These documents are not exempt from disclosure. As you probably know, improper withholding of public records is punishable by a fine of up to $1,000. A denial of production would result in a hearing in which subpoenas would be sought to compel appearances and the department would have to justify its actions and demonstrate what it has done up to this point.
By prompt, I mean immediately, unless you can demonstrate to the FOI Commission that this would interfere with the normal course of business. This information is vital to the public interest. Accordingly, I request a waiver of any and all fees.
Thank you very much.
Copy to state Freedom of Information Commission, Cool Justice Blog
Complaint / Request for hearing
re- Denial of public records request by Waterbury PD
State Freedom of Information Commission
18-20 Trinity St.
Hartford, CT 06106
Dear Ms. or Sir:
This is a formal complaint following denial of a request for public records regarding the Billy Smolinski case. I request a hearing in this matter.

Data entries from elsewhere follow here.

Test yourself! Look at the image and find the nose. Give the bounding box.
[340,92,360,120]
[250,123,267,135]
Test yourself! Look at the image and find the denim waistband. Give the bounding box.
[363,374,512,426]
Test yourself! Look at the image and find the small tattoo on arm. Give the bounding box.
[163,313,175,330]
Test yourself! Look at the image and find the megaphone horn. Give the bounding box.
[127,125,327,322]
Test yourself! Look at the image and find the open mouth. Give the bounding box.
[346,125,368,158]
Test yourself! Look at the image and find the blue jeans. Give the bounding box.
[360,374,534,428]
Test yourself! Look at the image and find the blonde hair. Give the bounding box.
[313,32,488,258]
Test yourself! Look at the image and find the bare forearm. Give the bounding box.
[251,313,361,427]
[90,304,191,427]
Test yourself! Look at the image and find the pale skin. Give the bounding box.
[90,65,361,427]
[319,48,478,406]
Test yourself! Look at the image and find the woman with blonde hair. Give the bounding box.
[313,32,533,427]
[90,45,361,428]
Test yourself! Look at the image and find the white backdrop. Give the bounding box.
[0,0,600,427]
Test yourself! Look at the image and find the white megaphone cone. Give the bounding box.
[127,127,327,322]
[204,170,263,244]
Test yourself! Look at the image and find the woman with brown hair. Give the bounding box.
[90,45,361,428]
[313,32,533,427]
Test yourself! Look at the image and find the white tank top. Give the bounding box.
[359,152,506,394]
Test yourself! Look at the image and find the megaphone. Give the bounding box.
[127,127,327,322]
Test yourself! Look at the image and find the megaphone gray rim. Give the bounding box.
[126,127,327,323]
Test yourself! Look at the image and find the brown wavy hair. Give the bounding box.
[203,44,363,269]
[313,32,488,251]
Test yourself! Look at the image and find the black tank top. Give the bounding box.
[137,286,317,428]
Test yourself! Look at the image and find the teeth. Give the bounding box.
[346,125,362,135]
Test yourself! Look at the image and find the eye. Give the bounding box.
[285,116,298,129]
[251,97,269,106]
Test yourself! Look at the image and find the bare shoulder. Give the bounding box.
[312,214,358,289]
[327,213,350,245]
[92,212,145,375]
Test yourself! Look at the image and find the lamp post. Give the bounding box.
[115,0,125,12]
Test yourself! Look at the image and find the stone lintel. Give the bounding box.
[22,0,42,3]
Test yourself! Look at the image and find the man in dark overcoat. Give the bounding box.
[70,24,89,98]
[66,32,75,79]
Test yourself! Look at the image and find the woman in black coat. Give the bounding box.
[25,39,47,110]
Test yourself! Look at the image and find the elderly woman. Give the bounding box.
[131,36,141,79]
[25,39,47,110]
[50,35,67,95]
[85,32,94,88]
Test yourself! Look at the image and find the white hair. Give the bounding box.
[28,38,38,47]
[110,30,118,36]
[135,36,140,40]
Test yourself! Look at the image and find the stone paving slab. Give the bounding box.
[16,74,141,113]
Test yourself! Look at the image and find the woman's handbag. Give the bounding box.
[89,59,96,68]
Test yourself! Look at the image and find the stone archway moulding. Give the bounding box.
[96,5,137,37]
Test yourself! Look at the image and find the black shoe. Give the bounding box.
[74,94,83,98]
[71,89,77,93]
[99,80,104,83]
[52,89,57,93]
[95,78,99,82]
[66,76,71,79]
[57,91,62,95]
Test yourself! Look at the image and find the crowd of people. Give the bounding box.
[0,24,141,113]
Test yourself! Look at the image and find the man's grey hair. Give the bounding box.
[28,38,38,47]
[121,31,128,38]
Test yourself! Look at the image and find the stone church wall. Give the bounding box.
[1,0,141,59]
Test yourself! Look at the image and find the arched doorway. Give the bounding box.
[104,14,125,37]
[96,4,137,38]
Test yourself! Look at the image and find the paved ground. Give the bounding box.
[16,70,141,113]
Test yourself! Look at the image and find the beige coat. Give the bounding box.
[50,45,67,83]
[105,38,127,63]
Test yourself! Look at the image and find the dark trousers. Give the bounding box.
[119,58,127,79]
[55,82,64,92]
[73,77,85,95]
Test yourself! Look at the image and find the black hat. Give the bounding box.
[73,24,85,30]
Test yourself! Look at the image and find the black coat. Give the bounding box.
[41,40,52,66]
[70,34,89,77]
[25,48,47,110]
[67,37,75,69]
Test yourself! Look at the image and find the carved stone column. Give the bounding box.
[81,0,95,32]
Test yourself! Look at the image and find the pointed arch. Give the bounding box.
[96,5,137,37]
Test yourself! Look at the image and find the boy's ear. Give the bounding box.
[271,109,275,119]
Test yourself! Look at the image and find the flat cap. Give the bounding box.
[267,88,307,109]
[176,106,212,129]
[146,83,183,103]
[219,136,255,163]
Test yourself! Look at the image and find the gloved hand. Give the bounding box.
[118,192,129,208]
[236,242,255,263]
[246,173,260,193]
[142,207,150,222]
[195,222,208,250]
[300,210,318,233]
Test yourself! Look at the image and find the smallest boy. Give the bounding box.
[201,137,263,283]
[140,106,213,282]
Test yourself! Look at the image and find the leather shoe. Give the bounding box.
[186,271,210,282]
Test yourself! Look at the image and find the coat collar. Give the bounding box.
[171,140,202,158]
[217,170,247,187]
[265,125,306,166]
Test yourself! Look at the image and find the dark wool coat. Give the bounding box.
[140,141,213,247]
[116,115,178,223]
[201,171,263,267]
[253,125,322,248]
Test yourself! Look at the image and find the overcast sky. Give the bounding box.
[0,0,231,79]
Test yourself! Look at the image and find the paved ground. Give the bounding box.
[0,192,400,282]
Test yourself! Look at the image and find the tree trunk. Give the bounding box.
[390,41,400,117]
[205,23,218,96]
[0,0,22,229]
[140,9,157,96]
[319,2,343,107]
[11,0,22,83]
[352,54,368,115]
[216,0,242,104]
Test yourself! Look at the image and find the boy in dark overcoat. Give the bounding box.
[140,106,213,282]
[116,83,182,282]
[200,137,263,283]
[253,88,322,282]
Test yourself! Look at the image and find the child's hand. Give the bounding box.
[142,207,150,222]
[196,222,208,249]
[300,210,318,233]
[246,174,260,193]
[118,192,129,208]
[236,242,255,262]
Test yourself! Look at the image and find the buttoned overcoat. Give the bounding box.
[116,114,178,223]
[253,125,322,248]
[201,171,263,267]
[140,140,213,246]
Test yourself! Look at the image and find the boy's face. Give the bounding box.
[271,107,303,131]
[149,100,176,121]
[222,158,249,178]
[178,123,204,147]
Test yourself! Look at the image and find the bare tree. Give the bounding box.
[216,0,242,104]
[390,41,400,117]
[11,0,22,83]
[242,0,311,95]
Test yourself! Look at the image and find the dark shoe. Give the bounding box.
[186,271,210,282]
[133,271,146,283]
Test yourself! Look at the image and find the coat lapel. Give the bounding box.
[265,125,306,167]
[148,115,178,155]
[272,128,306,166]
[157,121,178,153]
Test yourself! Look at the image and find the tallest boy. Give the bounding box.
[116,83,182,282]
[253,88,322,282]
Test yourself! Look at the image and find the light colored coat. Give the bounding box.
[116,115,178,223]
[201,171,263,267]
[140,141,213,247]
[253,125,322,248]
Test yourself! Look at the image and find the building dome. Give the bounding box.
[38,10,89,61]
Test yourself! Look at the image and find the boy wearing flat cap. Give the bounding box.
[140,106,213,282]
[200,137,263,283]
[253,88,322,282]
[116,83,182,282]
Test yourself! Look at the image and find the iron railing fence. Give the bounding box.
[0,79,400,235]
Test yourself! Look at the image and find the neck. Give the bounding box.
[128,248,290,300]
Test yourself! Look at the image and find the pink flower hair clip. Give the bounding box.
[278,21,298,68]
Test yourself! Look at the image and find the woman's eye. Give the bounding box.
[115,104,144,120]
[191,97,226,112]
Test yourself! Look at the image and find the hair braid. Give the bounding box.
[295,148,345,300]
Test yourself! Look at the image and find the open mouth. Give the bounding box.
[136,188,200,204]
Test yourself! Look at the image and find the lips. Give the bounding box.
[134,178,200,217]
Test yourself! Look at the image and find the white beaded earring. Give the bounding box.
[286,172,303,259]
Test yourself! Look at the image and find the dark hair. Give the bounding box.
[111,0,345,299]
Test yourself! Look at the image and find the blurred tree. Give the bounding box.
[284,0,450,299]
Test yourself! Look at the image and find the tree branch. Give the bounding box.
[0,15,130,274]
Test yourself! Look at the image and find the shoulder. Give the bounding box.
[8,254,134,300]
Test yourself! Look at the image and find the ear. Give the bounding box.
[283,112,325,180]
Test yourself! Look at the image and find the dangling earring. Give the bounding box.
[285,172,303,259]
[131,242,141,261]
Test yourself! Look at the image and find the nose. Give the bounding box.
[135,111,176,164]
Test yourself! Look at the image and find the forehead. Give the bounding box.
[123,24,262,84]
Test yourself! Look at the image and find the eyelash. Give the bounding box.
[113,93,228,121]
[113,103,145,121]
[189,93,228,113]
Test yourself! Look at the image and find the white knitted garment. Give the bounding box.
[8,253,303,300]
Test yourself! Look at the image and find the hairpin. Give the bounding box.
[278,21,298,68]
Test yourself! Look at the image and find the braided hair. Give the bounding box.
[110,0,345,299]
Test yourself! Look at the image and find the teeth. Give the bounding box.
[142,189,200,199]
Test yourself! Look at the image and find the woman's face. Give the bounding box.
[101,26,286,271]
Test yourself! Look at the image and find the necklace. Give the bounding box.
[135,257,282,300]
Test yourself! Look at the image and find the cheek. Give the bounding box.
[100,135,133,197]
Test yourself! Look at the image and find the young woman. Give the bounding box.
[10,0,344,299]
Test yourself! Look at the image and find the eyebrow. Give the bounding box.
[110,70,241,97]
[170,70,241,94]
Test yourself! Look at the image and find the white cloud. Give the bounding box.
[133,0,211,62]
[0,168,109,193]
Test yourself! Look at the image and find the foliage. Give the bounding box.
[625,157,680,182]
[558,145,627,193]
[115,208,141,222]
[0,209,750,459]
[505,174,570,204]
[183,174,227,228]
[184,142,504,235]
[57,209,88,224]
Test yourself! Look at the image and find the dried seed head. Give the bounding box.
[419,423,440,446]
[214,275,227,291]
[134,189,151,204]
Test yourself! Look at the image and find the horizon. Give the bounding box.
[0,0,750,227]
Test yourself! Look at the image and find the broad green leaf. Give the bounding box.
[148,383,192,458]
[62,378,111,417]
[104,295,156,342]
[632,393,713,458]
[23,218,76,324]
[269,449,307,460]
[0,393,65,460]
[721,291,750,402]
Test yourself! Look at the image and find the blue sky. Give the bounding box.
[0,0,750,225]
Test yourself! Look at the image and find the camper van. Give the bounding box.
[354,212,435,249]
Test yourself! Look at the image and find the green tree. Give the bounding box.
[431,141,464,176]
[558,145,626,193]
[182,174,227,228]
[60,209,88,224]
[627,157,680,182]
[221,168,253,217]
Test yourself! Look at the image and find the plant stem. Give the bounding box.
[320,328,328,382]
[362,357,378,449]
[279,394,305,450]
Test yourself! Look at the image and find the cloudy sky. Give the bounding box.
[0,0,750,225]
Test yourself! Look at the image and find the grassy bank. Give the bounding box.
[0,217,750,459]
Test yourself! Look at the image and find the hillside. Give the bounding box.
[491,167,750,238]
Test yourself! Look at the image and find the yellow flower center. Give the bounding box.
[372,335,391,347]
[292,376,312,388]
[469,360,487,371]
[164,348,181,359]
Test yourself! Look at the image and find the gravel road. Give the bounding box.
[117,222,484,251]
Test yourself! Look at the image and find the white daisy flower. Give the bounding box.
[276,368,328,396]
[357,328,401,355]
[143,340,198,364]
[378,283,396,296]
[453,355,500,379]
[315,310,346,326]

Please see request letter dated July 28 and denial letter dated Aug. 4.
Based on discussion with Gary Roosa, the Waterbury Police Department's legal advisor, I am optimistic we could stipulate to an in-camera review of the Smolinski file by a hearing officer for the FOI Commission. Such an agreement could be formalized during a short hearing.
In lieu of requesting subpoenas for witnesses at this time, I ask that the Waterbury Police Department voluntarily send an officer to the hearing who could testify under oath regarding what has been done or not done to investigate this case. This is critical information for the hearing officer because the Department cites an ongoing investigation. What has been done? When?
I contend these records are not exempt from disclosure. The Department must demonstrate what it has done up to this point. Is this still a missing person case after two years? Or is it a homicide case? See "Does Missing Person / Love Triangle Case Add Up To Homicide?" July 26, 2006, The Cool Justice Report, and "Lack of Will To Solve Case Keeps Closure From Family," Norwich Bulletin, July 30, 2006.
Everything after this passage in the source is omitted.